Why Building Community Matters
Brittany from the The Nested Nomad blog wrote an excellent article for Relevant Magazine about the difficulty of building community during her current stage of life. Any of us who have been on that chapter of our stories; newly married, becoming parents, working at building a career, perhaps relocating, can identify with this well thought out article. She offers some excellent tips for her readers to consider.
I couldn’t help but want to expand on that as to why building community as you begin your family really matters so much to me.
Let me offer a little perspective. I am from a big family and married into a big family. Many of my friends were/are from high school and college, with some from childhood. I have a big and easily accessible community at the ready. It never occurred to me that I would have to actually try to build my own or that the gift given to me was to be built for others. Then I moved away. Sure, I had some friends where I moved to, I was thirty or so and newly married and about to have a baby. But building community had never been my job. I was plopped in the midst of community so my phone rang all of the time. People would visit from out of town and, if anything, it was difficult for me to have time to myself, so I would focus on building in time to myself. I never pursued a community where we lived. I had friends at work, but I never fully connected to a church or mom group and by now my daughter was born. I wasn’t miserable per se, but I could have used a community. Brittany reminds us, “Jesus calls us to be generous with our time,” and that doesn’t mean just with family. “If you welcome only your friends, what is remarkable in that?” Mt 5:47. But I was lazy, and that is what matters.

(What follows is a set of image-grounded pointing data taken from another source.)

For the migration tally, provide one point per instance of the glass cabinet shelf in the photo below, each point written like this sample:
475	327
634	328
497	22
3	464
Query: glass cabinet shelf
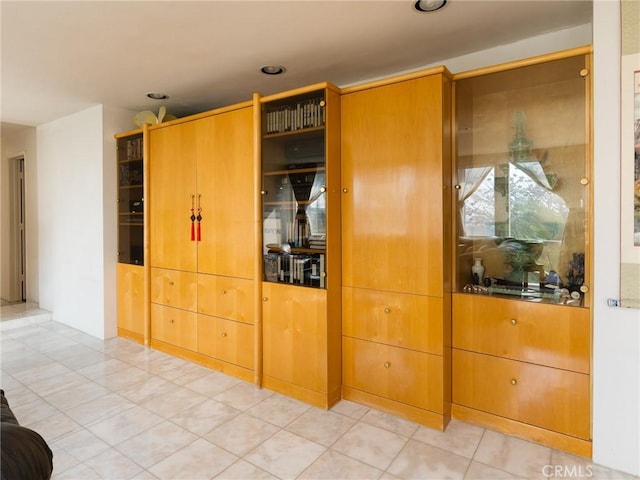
522	181
294	190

Then we moved back to my hometown and my happy little comfort zone.
As my kids multiplied and grew we moved again, just to a suburb close by. But it is a place of mini-communities. We established at our parish (which remained in the city) and started to really engage there. I sent the kids to pre-school where I visited an office run by the diocese and where I made a couple of wonderful friends. Through conversations about faith, God and life, I began to accept I was being called to something more. Through a friend I became more a part of the school community, I built many friendships and during times of joy or crisis, we have sustained one another. The thing with all of these little opportunities of community is that is opens up my eyes to where God is working in my life. God is working everywhere and in so many people. But it offers more than that because with God, there is always more. It is a witness to my children. That, I am finding, is the real gift.
My daughter’s graduation party was a mix of those people. People who were at her baby shower, at her baptism, first communion and at her birthdays. People who prayed for her in the early, terrifying days of her life, and who continue to pray for her as she embarks on the next part of her journey. People who watched her grow and assisted in her faith life. This is the gift of a community. She senses the something bigger…something beyond her aspect of this through this love.
Our babes cannot be embraced just by us, (though I am a selfish beast by nature and wish they could) and all relationships should not be superficial, “serve me now” relationships. Building community means building relationships. It is a primer for our children who witness what that means. It can be difficult to manage when children don’t get along or when one part of the community is being neglected. But it all matters as they learn to navigate their own futures. It also matters in the context of society as they start to understand their place in it.
Brittany is ahead of the pack with her understanding of not being able to do it on her own. When she mentions a trip to Target, I think of my best friend and I stealing time for groceries and couponing. Some of our favorite memories. This same friend sustains me…and always has. What a gift to look back so many years and see the same beautiful hearts shining out of the same beautiful faces.